Why all the offices for such a small firm? Brager saids they like to be based where their clients are, and where their lawyers like to live. All offices feature transplants from DC or former firm clients.
Brager himself has lived in Baltimore since following his wife there in 1983, and helped open that office in 1998, after 17 years at the office in DC. He says it’s just as easy to do national or New York work from there in the electronic age. He can see opening up new offices in Louisiana, somewhere in the Midwest like Minneapolis or Chicago, and maybe in the Pacific Northwest.
Brager figures their lawyers may have 15% lower compensation than the mega-firms, but says that’s offset by "having control of our lives, enjoying working with each other, and not worrying about where the next client will come from," since they have lower billing rates.

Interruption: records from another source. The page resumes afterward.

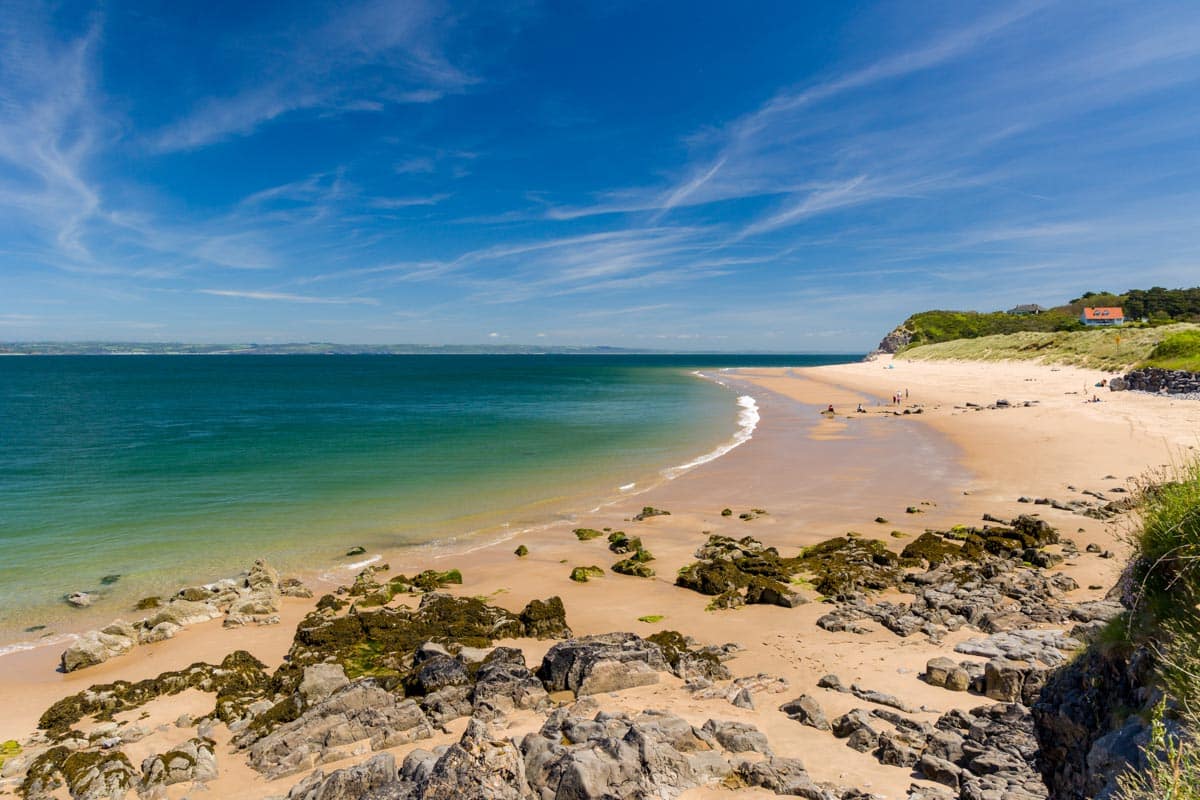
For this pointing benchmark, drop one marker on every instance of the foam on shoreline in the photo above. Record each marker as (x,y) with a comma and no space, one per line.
(474,540)
(748,420)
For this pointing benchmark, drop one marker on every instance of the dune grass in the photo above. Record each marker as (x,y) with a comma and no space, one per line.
(1111,349)
(1179,350)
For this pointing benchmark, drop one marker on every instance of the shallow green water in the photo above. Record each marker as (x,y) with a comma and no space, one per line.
(169,469)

He says they don’t require client or business generation to be a shareholder and don’t have non-equity shareholders. They take laterals occasionally, typically someone they’ve worked with (or against) in cases. He says a couple of former colleagues who were drawn to "top dollar" found new niches elsewhere, but that shareholders mostly stay at the firm.
Is a single practice area risky? He says there were environmental booms in the early 80s and early 90s with Clean Air Act amendments, and predicts there will be a third wave in two years "when" a Democrat is elected president.
The New York born, bridge-playing Brager naturally has a love of baseball, and says he originally chose to live in Baltimore close enough to old Memorial Stadium to walk and even make friends with the ushers who would let him in around the fourth inning. He also has a sense of humor. His favorite tie shows a healthy world scene on the top but below sports fish wearing gas masks and trash cans floating in the water. “It’s a good conversation opener at EPA,” he smiles.